Solo Lord and Michael Hoffman flew over the 13th fence in the 2001 Maryland Hunt Cup. (Douglas Lees photo)
by Michael E. Hoffman
We lost a dear friend, Solo Lord, this week. We have known each other since he was two. There was an immediate friendship and connection. We did a lot of first together, and when we were both home you knew the other was there. He was an international traveler, visiting the Cheltenham Festival in the spring of 2002. He loved to fox hunt but was just as happy doing grid work and flat work, too.
The late Bay Cockburn and Gordie Keyes introduced us in Olney, Md. He was tall and skinny with a devilish glean in his eye and a scar around his right ankle. And you knew right off there was something special about him. He was tough but a quick learner and a graceful athlete. He took to field sports immediately, and nothing was beyond his reach.
Solo Lord passed in his retirement field in Leesburg, Va. He was 26, born April 22, 1992, a son of Assault Landing out of Lady Demon, by Solo Performance, in Maryland. Gordie Keyes bought him at the Fasig-Tipton Sales as a two-year old for $1,200. Bay Cockburn broke him with Solo dumping him five times before he agreed to go under saddle.
I fox hunted him for the first time at three with Loudoun Hunt. He loved the hunt field, and it did not matter where he was in the field. Solo could be up front, in the middle, or in the back. Joe Cassidy (former huntsman of Mr Stewart’s Cheshire Hunt, Loudoun Hunt, and Radnor Hunt) and I hunted hounds off him at Loudoun Hunt when I was MFH and Joe came down to teach me how to hunt hounds. Solo knew where hounds were drawing, even if I did not. He would turn and face them only for me to hear them later.
He came into our barn in 1995, and in the summer of 1996 Mary Hazzard put us in touch with F. Bruce Miller when I had a dream to ride in the Maryland Hunt Cup. Bruce asked if we had a horse, and my wife, Janell, piped up, “Oh, yes!” We had raced him that spring, and he would bascule three feet over the hurdles. Solo could jump.

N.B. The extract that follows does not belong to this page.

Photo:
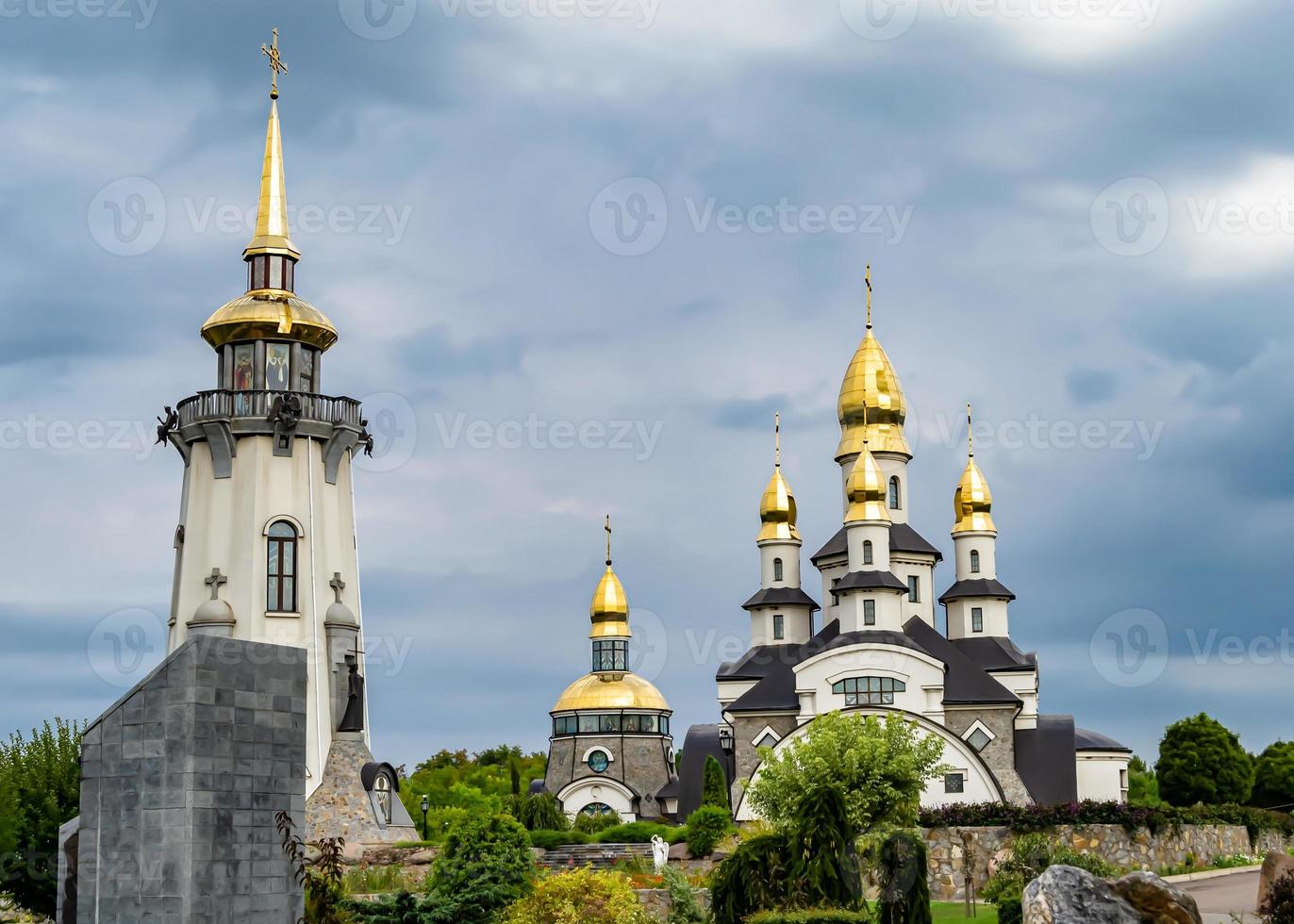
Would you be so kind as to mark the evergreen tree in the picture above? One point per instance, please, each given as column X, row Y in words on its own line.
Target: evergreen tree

Bruce asked for five years to get us to the Maryland Hunt Cup. The next few years were full of lots of firsts. Solo would hunt in Virginia in the autumn, get a break in December and then go to Bruce in January. We would drive up to Unionville, Pa., every weekend, ride sets, and then fox hunt with Cheshire. Solo loved the three-railers around the Cheshire hunt country with a particular favorite the Brooklawn double. Bruce had the field with a bunch of jockeys behind him scrubbing into every fence. Solo and I learned together how to ride in company with Chip and Blythe Miller and Sean Clancy.
We rode lots of point-to-points in Pennsylvania, Maryland, and Virginia, making an appearance at the Virginia Gold Cup in 1997 for the Paul Mellon and finishing second. Our first ride under rules was 1998 at My Lady’s Manor. We were popped out of the tack at fence five only to go back to the Grand National the following week for a second. Solo loved that last stretch at the Grand National as you turned toward home with five fences bunched together. Bruce calls it the toughest timber finish anywhere.
By 1999, Bruce believed we were ready to give the Maryland Hunt Cup its first try. I had forgotten my silks and was wearing Janell’s purple shirt. Our under-girth broke as riders were put up in the saddle. Anne Moran lent me her extra girth. We finished sixth out of eight starters, having sat third through three miles. Welter Weight won.
That fall we won the Virginia Field Hunter Championship together at Fairfax Hunt. The following spring of 2000, we returned to the Hunt Cup in a field of six and finished fourth. Solo jumped into second at the water jump but the hill took too much out of him. There is a great Janet Hitchen photo of Solo’s knees up by his ears and Jack Fisher’s feet above the saddle on Emerald Action over the water jump.
The next year, 2001, Bruce had Solo at another level of fitness. As we rode out to the course to fence one, Solo looked out over Tufton Avenue at fence three. He was relaxed and at ease. Solo was home on his favorite course and we knew it. Earlier in the day, Joe Cassidy told us to run our race and let Solo go out front at the start like he would and make the field come to me. At 17 hands with a long galloping stride we sprinted to the front and at one point were 75 lengths in the lead and never gave up the lead even as Welter Weight tried to make his customary sprint after 16. We finished 12 lengths on front in 8:38:60, which stands as the sixth-fastest time in the Maryland Hunt Cup’s 124-year history.
Solo Lord was my friend, partner, and a once-in-a-lifetime horse. Thank you for the great times. You will be missed.